En la ciudad de Savathi todos los niños conocían el nombre
del majestuoso buda, y cada casa
estaba preparada para llenar el plato de limosnas a los
discípulos de Gotama, que pedían en silencio. Cerca de la
ciudad se encontraba el lugar preferido de Gotama, el bosque
Jetavana, que había sido regalado para Gotama y los suyos
por el rico comerciante Anathapindika, un devoto admirador
del majestuoso.
Hacia aquella región también se habían encaminado, gracias a
los relatos y respuestas que recibieron, los dos jóvenes
ascetas en su búsqueda del Gotama.
Y cuando llegaron
a Savathi, ya en
la primera casa ante cuya puerta se detuvieron se les
ofreció comida, y ellos la aceptaron. Siddharta
preguntó a la mujer que les daba de comer:
-Buena mujer, nos gustaría mucho que nos dijeras dónde se
halla el buda, el más venerable, pues somos dos samanas del
bosque y hemos venido para ver al perfecto, y escuchar la
doctrina de sus labios.
La mujer contestó:
-Realmente os
habéis detenido aquí, en el lugar preciso, samanas del
bosque. Debéis saber que
el majestuoso se encuentra en Jetavana, en el jardín de
Anathapindika. Allí, peregrinos, podréis pasar la noche,
pues hay suficiente espacio, incluso para los incontables
que llegan a escuchar la doctrina de sus labios.

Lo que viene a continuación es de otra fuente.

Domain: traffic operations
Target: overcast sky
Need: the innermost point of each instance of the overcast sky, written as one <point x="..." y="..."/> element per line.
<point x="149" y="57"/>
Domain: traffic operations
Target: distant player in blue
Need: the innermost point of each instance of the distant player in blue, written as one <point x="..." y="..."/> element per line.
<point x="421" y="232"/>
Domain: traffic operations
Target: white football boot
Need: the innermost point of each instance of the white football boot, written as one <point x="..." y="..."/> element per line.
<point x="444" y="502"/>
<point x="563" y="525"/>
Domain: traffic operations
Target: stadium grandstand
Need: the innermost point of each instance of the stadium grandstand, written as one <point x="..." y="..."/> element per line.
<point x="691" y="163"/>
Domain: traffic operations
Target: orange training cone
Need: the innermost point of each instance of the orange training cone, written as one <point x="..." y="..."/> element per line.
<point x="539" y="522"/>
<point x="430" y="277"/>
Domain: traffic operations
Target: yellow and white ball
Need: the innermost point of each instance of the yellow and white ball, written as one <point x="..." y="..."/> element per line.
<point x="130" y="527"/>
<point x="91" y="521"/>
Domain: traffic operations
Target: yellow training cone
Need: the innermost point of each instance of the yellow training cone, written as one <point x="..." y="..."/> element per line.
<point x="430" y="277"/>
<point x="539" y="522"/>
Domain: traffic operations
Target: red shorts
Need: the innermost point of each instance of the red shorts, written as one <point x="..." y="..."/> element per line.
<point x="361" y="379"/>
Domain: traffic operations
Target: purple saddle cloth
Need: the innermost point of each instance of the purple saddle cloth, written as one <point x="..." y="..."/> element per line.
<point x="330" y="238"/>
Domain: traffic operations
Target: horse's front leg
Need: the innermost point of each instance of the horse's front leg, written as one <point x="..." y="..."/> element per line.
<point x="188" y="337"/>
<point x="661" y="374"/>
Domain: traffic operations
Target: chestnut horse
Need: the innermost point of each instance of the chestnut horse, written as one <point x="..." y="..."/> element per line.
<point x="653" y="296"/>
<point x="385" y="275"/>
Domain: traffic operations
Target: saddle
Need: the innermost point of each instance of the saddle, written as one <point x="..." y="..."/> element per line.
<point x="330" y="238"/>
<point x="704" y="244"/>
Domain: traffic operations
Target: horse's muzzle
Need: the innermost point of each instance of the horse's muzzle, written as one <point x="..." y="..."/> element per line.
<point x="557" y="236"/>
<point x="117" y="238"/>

Esto alegró a Govinda, que lleno de gozo exclamó:
- ¡Bien, pues hemos llegado a nuestra meta, y nuestro camino
ha terminado! Pero dinos tú, madre de los peregrinos,
¿conoces al buda, le has visto con tus propios ojos?
La mujer repuso:
-Muchas veces he visto al majestuoso. Muchos días le he
observado cuando pasa por las callejuelas, en silencio, con
su ropaje amarillo, cuando presenta en silencio su plato de
limosnas en
la puerta de las casas, y cuando se lleva el plato lleno.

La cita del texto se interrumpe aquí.